On the return trip from Scotland, I stopped over at Loch Leven for a couple of nights, with some mostly dry, but slightly unsetteld weather. At breakfast on the day I was due to leave, I had to dash out to get the mist as it rolled in.




Rainbow over the Pap by Kernuak (avalonlightphotoart.co.uk), on Flickr



Ardgour Range by Kernuak (avalonlightphotoart.co.uk), on Flickr



Mist over Loch Leven by Kernuak (avalonlightphotoart.co.uk), on Flickr


----------



## Ryan708 (Oct 19, 2012)

Very nice shots! Looks like it was a worthwhile trip


----------



## robbymack (Oct 19, 2012)

I'm a bit biased but IMHO Scotland is home of the most spectacular scenery on earth.


----------



## Kernuak (Oct 19, 2012)

Ryan708 said:


> Very nice shots! Looks like it was a worthwhile trip



Thanks Ryan. It's always a worthwile trip, even if the phototgraphy doesn't go quite as well as I hope.



robbymack said:


> I'm a bit biased but IMHO Scotland is home of the most spectacular scenery on earth.

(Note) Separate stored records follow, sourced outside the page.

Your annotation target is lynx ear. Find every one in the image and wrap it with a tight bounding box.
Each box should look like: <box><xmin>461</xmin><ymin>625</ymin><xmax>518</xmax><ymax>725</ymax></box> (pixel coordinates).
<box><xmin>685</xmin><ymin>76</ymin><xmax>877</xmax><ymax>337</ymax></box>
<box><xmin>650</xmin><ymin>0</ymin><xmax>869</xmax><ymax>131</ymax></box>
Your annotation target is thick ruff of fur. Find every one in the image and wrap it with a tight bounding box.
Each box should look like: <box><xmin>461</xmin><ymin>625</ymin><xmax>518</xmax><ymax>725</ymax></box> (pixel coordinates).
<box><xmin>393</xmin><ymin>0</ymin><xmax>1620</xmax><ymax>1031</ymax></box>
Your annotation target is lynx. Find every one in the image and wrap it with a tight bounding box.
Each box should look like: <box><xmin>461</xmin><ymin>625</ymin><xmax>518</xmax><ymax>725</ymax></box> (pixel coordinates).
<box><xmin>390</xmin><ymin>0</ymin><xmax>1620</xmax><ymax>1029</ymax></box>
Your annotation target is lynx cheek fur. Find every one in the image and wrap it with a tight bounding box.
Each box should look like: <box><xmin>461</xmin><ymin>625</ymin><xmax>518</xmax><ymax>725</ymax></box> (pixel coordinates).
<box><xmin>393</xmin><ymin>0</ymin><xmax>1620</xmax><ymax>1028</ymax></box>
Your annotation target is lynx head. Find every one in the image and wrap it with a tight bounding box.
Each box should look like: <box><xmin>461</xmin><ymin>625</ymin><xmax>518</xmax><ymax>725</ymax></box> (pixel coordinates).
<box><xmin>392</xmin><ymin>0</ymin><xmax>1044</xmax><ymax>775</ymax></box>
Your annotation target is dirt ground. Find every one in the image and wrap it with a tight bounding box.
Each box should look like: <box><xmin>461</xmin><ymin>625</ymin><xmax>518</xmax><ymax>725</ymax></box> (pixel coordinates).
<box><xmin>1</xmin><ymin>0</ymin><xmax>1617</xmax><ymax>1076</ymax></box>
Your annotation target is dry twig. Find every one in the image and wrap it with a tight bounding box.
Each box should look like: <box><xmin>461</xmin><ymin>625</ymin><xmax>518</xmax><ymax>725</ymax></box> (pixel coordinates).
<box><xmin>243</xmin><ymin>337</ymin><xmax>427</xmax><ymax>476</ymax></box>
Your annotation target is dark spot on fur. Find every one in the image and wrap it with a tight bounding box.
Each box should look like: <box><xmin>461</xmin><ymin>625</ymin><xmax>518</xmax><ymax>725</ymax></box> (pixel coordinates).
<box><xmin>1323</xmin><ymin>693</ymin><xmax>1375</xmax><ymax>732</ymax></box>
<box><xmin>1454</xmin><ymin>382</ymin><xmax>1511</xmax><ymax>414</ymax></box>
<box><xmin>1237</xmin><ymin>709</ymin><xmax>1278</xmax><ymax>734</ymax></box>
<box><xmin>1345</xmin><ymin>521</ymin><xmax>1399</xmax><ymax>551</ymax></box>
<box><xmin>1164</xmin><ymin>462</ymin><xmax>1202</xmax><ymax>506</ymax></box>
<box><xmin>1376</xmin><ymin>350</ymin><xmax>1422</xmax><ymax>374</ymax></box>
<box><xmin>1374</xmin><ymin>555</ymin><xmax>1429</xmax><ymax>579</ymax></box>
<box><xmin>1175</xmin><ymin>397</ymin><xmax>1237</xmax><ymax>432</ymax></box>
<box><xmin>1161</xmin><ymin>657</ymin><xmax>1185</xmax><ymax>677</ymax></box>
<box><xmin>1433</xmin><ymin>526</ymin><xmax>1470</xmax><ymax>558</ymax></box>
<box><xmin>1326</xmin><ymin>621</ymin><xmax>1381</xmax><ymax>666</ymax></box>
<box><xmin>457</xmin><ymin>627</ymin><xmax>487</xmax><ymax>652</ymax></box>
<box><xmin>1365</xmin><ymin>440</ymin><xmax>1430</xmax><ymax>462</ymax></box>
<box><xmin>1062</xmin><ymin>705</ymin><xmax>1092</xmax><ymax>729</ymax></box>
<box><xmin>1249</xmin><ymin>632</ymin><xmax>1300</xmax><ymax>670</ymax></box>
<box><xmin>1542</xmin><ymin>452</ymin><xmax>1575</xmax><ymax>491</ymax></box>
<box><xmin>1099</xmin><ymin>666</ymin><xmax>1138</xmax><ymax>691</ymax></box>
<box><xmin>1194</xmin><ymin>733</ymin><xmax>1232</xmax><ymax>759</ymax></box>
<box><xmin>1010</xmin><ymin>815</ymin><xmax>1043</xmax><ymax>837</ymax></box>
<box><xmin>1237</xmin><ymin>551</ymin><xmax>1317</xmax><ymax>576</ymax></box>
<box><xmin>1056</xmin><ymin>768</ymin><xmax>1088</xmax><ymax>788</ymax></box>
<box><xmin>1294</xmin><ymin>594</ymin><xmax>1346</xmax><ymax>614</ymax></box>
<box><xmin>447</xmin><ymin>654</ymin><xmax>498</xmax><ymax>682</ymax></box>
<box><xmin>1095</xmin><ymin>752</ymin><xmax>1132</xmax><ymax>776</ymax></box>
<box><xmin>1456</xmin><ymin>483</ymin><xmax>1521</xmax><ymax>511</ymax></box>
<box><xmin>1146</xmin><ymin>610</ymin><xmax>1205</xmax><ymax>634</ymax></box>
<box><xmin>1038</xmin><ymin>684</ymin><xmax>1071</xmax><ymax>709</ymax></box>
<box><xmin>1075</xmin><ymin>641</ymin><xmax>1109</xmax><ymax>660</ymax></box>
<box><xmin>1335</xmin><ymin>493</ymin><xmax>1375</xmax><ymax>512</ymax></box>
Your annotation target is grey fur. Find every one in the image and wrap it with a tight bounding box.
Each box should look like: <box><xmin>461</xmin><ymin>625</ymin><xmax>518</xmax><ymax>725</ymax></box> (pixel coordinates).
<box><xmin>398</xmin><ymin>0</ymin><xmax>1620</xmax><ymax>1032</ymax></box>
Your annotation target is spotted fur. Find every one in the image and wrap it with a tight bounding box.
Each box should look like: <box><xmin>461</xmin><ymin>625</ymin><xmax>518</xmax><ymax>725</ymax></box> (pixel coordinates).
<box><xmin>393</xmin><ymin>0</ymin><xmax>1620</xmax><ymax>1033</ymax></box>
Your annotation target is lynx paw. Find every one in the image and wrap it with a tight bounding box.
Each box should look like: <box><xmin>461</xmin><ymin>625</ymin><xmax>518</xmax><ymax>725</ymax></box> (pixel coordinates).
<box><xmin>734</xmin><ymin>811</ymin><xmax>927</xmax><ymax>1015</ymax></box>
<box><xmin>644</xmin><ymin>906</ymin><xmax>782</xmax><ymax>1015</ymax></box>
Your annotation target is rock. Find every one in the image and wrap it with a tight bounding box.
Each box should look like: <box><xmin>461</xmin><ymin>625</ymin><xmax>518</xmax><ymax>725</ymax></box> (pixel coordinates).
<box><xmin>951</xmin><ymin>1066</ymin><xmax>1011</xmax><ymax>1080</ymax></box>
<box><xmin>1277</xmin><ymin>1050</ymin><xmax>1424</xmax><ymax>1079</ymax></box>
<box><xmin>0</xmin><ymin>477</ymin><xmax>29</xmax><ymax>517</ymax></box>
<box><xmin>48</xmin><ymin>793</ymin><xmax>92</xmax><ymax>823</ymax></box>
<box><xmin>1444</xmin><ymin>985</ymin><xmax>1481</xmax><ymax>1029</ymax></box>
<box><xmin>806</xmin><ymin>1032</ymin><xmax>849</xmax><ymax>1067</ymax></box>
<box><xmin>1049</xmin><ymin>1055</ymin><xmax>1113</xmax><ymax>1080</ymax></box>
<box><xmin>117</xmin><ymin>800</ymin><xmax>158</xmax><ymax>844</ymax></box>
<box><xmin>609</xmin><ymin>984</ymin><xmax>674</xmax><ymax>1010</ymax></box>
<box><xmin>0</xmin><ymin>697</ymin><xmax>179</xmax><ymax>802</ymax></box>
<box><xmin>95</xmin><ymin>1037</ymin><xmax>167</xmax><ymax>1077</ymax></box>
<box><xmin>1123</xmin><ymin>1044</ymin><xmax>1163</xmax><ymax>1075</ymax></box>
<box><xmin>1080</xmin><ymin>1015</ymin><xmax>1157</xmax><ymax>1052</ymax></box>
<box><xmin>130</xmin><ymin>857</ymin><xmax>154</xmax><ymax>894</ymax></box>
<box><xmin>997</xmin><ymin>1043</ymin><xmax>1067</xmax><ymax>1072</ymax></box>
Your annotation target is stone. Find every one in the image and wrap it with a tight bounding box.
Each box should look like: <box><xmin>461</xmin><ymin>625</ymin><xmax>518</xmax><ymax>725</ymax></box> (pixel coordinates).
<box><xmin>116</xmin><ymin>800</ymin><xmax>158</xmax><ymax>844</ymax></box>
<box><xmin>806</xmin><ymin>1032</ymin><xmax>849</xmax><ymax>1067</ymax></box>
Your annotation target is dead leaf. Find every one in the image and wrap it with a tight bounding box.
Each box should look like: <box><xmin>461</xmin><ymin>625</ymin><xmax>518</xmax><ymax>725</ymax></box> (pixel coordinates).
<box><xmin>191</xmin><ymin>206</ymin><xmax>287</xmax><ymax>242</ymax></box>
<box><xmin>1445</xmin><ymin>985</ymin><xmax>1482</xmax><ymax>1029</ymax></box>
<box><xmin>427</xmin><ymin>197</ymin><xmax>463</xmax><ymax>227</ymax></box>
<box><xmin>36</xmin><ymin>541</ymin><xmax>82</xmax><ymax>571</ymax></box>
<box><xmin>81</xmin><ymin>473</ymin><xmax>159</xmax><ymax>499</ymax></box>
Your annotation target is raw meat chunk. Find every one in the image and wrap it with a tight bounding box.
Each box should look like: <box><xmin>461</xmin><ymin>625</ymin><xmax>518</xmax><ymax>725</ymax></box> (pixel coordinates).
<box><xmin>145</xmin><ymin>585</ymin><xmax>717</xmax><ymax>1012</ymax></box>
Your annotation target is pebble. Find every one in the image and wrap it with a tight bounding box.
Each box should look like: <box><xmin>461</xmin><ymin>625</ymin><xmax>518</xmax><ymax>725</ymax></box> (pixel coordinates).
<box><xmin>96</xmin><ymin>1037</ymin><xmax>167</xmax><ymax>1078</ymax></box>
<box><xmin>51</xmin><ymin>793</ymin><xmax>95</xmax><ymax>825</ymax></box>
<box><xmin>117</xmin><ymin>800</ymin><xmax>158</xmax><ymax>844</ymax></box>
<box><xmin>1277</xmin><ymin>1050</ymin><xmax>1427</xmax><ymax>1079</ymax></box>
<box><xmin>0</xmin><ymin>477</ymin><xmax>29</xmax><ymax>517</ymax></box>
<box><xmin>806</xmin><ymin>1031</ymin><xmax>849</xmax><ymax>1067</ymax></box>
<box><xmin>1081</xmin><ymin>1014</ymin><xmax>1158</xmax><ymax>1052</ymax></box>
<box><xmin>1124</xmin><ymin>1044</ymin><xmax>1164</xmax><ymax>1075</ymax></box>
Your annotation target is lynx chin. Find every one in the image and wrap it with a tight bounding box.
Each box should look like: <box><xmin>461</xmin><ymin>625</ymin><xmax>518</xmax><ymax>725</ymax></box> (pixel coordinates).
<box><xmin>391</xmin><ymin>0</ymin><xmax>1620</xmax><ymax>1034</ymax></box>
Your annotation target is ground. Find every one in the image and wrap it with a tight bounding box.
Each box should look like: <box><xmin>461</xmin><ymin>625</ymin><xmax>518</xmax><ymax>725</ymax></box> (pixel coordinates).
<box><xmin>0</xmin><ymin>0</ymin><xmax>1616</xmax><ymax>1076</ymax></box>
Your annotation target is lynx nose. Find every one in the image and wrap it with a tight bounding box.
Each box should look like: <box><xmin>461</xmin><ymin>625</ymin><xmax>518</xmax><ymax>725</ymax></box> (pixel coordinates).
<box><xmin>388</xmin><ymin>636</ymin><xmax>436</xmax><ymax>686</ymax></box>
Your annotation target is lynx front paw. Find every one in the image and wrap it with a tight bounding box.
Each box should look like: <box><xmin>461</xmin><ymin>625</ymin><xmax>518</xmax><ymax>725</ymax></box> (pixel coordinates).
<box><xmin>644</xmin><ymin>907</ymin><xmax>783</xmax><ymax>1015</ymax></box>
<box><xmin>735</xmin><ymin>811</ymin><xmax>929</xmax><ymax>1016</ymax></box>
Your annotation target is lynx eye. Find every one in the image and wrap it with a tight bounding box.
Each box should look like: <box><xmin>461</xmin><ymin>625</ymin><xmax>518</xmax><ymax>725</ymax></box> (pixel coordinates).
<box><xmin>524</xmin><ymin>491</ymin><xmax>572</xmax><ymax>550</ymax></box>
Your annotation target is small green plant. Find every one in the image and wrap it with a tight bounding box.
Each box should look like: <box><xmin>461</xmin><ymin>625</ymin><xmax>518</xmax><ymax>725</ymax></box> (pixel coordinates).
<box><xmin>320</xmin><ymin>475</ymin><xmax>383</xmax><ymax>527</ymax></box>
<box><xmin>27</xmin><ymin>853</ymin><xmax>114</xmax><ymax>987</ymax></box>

It's become my second home and I much prefer shooting landscapes there than in Somerset. I seem to have more affinity with the landscape of mountainous terrain and find it easier to work with.


----------



## GDub (Oct 20, 2012)

Beautiful place! The "Mist over Loch Leven" (#3) shot is excellent. Nice work.


----------



## Kernuak (Oct 20, 2012)

GDub said:


> Beautiful place! The "Mist over Loch Leven" (#3) shot is excellent. Nice work.


Thanks. It isn't the sort of shot that is part of my style normally, but I just had to do it.


----------